Our results, however, do not necessarily indicate that estimates of \(\beta \)-convergence equations with aggregated data are misleading or not useful: in some situations the availability of spatially disaggregated data is very limited and some type of aggregation is required. In addition, in economies where aggregate regions are characterized by low levels of intraregional heterogeneity, aggregation of spatial data could be not a real issue when dealing with convergence analysis. Our results, however, suggest that the spatial scale on which data are taken for estimating \(\beta \)-convergence equations should be carefully defined, since this specification can be partially affecting the conclusions of the analysis.

Our analysis opens the discussion about the suitability of econometric techniques that are not affected by MAUP problems. In this regard, multilevel estimation (see, among others, Goldstein 1986, 2011, Hox et al. 2010), which allow for using data at different scales is particularly interesting if we want to identify different spatial scales of convergence avoiding the potential bias derived from the data aggregation.
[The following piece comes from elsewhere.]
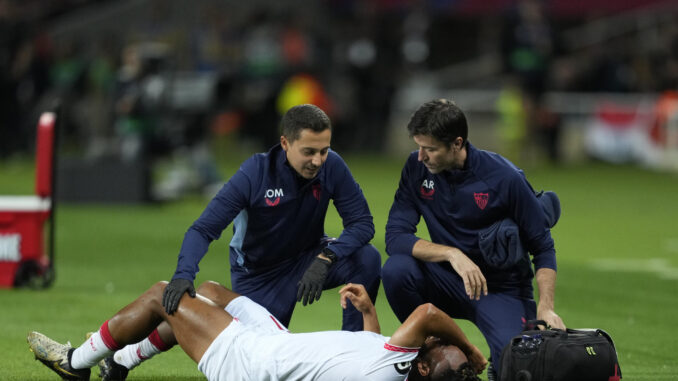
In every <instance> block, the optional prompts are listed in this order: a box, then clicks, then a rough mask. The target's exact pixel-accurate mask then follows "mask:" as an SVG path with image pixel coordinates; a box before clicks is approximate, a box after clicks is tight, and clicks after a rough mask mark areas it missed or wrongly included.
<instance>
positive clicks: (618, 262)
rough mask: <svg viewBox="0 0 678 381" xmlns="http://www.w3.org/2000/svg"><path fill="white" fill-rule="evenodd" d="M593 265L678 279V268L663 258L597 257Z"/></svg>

Finally, there are relevant issues not studied here that would require further research. For instance, this paper studied the MAUP effect on a simple OLS estimator with cross-sectional data. The proliferation of time series with regional data has made possible, however, applying estimators based on a structure of panel data. The consequences of spatial aggregation in the context of estimators applied to dynamic panels are an important issue that should be included in the research agenda on the estimation of \(\beta \)-convergence equations.